Ten minutes later the maestro had specked out and gone, both times the same, three years apart. I’ll never prove that having witnessed those twin tours de force has somehow enhanced my own buoyancy in a slew of lowdown dig outs — nor can you prove it hasn’t. One of us knows the truth.

Big picture though, it’s hawks and eagles who serve as our premier soaring tutors. They fly like saintly warlocks, fierce yet dispassionate, low and very high, slow and very fast. What’s more, they have the nerve to hold position when we intrude. From any remote distance, just head straight at them, they won’t care. Not much reason to worry about ever hitting one, they’re way too quick for that.
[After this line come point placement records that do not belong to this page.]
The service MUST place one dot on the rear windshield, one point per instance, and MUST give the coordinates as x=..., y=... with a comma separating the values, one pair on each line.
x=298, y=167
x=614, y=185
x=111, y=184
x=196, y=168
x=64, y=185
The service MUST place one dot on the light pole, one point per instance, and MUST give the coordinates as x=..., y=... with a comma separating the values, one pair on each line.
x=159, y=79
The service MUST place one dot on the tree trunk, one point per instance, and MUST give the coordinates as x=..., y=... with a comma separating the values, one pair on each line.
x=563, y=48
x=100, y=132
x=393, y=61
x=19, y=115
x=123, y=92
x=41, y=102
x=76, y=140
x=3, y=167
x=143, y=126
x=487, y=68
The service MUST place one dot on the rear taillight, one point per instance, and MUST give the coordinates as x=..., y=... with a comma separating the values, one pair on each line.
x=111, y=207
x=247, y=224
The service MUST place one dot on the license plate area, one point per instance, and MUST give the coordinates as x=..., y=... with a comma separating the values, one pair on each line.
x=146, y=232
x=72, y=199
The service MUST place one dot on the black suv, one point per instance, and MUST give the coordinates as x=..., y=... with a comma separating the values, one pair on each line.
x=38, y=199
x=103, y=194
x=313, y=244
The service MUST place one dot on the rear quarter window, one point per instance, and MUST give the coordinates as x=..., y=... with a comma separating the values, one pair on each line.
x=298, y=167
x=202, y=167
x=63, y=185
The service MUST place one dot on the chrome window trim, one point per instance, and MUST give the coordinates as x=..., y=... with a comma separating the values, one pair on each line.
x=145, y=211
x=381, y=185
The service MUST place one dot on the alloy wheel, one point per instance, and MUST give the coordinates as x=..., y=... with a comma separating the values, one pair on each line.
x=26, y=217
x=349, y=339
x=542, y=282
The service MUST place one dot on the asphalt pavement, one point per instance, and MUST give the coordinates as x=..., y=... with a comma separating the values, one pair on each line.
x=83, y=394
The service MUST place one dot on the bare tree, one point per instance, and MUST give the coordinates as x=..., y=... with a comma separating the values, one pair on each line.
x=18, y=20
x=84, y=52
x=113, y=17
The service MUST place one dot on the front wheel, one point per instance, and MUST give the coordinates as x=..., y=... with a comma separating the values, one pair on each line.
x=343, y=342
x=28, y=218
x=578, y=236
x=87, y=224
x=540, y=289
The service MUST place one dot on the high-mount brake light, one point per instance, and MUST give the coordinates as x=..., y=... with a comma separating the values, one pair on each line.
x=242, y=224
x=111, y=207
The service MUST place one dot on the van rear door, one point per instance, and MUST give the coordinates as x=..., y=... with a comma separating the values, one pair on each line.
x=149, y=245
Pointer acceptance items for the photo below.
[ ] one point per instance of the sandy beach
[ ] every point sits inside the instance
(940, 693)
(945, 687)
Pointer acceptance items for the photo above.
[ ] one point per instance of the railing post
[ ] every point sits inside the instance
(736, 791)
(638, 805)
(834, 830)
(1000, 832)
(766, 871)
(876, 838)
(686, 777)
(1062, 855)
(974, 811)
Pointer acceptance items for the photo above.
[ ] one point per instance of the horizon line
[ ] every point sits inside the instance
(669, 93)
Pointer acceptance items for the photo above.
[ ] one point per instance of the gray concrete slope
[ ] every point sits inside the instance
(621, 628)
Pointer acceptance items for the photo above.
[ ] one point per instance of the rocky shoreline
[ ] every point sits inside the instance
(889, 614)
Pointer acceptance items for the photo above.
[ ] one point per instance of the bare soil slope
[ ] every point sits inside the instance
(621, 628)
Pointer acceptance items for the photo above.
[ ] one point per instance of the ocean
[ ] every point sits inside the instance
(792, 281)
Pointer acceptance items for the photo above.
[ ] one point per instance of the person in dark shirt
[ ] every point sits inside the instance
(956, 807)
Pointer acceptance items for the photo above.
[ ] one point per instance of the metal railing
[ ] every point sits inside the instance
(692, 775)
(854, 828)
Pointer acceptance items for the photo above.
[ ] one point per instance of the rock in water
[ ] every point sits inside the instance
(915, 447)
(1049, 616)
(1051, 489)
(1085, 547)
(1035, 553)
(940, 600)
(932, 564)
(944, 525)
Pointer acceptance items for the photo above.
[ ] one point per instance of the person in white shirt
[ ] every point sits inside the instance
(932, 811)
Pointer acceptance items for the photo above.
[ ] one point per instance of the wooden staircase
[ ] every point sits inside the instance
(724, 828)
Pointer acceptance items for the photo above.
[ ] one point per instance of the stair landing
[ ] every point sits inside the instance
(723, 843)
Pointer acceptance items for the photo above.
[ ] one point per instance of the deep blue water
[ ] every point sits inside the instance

They’ll either ignore you completely or stare back in defiance, challenging you to stay with them in the very best lift.

It’s simple stuff, in principle. Centering your turn around a bird’s smaller one – the same direction of course – also makes it easier to observe. And here’s where this gets interesting. You’ll see they seldom fly many consecutive circles without some change in attitude… or direction. Raptors don’t need rules of the road; results are all that matter. Consider their every move as optimized to extract more energy from that particular situation, and do what you can to follow their lead. (Plus, if you’ve got the brain space, try to visualize more of what their singular fight paths imply about surrounding airflow.)

Wherever right of way does become an issue, just do what wise glider pilots always should, and give it up! Any bird will shy away at the last instant – if it sees you – but when you fear it may not and contact seems imminent, one rule always applies. Their first defensive strategy is to dive, so never fly directly under one, and when they’re right at eye level, don’t lower your wing it, raise it. More than once, I’ve gladly pulled my craft into a stall to assure safe passage for both vessels. Shrewd bargain if you think about it.

All these feathered exemplars will outclimb us with embarrassing quickness, and that’s okay. In the whole world, there’s no better opportunity to study how they do it and find ways to emulate perfection. We have few sure things in soaring, but IFR comes close.


Kudos this week go to Ed Fleming for his first solo flight.  Congratulations Ed!

And for the coming week, lite winds and temps approaching 100 should bring classic midsummer soaring conditions, possibly improving each day.